Extended safety of the proposed medicine
Commonly, the main comparator has been available for longer than the proposed medicine, and its safety profile in terms of rare and serious adverse events may be better understood. To address this potential asymmetry, present additional safety data and an overall conclusion on the safety of the proposed medicine compared with the main comparator.
A broader assessment of harms is especially important for serious adverse reactions that might occur in the long term or rarely; when the proposed medicine has a new mechanism of action; or when the mechanism of action or evidence of early physiological or biochemical changes suggests an increased potential for subsequent harms.
Where the proposed medicine is registered with the TGA, present the list of important risks and missing information from the approved risk management plan. Discuss these factors in the context of the safety of the proposed medicine compared with the nominated comparator.
Where the proposed medicine is not yet TGA registered, present the following evidence for harms:
- any randomised trials against the nominated comparator that were excluded in Subsection 2.2
- any randomised trials against other comparators that were excluded in Subsection 2.2
- the most recent periodic safety update report for the proposed medicine
- the most recent development safety update report for the proposed medicine
- any pharmacovigilance studies (completed or ongoing postmarket surveillance studies)

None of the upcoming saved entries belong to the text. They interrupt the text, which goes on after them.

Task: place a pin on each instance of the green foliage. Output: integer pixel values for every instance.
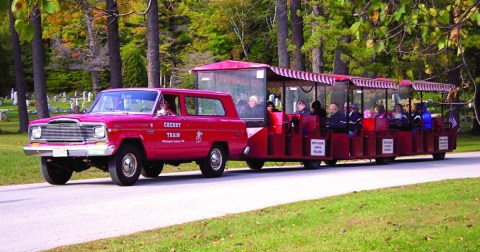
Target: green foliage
(134, 69)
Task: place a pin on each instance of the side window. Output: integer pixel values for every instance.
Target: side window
(204, 106)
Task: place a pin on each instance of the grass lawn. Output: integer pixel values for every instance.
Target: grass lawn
(439, 216)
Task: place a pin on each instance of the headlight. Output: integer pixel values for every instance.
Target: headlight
(36, 132)
(99, 132)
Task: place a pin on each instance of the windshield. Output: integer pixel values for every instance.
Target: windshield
(247, 88)
(130, 101)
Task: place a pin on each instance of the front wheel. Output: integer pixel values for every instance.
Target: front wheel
(214, 165)
(438, 156)
(311, 164)
(152, 169)
(255, 164)
(125, 166)
(53, 174)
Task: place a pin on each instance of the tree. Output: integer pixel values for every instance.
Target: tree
(114, 44)
(282, 33)
(18, 70)
(153, 41)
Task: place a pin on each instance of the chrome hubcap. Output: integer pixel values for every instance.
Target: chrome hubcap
(129, 165)
(216, 159)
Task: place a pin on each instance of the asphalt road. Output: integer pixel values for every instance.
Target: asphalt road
(42, 216)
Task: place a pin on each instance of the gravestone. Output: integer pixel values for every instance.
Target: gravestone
(15, 98)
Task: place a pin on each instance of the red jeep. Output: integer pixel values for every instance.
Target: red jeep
(136, 131)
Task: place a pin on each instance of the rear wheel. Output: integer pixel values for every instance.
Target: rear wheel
(54, 174)
(438, 156)
(214, 165)
(311, 164)
(332, 162)
(125, 166)
(152, 169)
(255, 164)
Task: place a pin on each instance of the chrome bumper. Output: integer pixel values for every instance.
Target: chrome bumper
(89, 150)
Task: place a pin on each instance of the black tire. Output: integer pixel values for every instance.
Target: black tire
(214, 165)
(311, 164)
(332, 162)
(256, 164)
(125, 166)
(152, 169)
(53, 174)
(382, 161)
(438, 156)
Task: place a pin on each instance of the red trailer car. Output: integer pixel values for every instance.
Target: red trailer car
(293, 135)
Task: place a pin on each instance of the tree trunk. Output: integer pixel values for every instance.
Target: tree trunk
(92, 50)
(18, 69)
(114, 44)
(340, 66)
(318, 61)
(282, 34)
(39, 83)
(297, 35)
(153, 40)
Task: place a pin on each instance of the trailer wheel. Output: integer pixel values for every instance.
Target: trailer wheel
(255, 164)
(382, 161)
(332, 162)
(125, 166)
(152, 169)
(310, 165)
(53, 174)
(438, 156)
(214, 165)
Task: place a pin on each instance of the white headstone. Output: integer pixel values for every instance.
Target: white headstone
(15, 98)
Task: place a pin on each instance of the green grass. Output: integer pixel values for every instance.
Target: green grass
(439, 216)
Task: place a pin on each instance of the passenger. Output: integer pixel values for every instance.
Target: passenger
(354, 119)
(380, 112)
(334, 117)
(255, 107)
(165, 108)
(301, 108)
(417, 118)
(271, 107)
(367, 113)
(426, 117)
(316, 109)
(398, 116)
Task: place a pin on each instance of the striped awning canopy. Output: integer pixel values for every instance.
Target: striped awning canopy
(300, 75)
(432, 86)
(373, 83)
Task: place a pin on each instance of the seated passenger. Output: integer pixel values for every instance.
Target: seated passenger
(316, 109)
(380, 112)
(334, 117)
(271, 107)
(301, 108)
(256, 109)
(398, 116)
(165, 109)
(417, 118)
(426, 117)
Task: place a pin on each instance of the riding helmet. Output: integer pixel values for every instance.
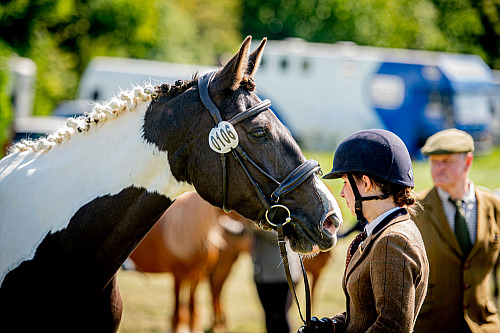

- any studies identified in a separate search, including nonrandomised study designs (eg registry data, observational studies) and studies involving the proposed medicine in other indications (or justify why this may not be appropriate).
Describe the search strategy for identifying nonrandomised studies and studies involving the proposed medicine in other indications. Provide any identified publications, the periodic safety update report and the development safety update report in an attachment. Only present the most relevant studies, which will tend to be larger or longer than the studies included in Subsection 2.2. Do not report on case studies, small case series, studies of short duration or those that provide little additional value. Where the number of studies found is large and studies are excluded on the basis of study size, state the threshold for exclusion.
Present a summary of the findings from each source of evidence, and provide additional detail or tabulated data in an attachment, if relevant. State whether the source of evidence does not report safety, or the safety conclusions are no different from those in the included studies. Summarise all of the sources and propose an overall conclusion of comparative safety against the nominated comparator.
If superiority cannot be justified on the basis of trial data from Subsection 2.2, the extended assessment of comparative harms should not be used to form the basis of a claim of superiority for safety of the proposed medicine compared with the nominated comparator.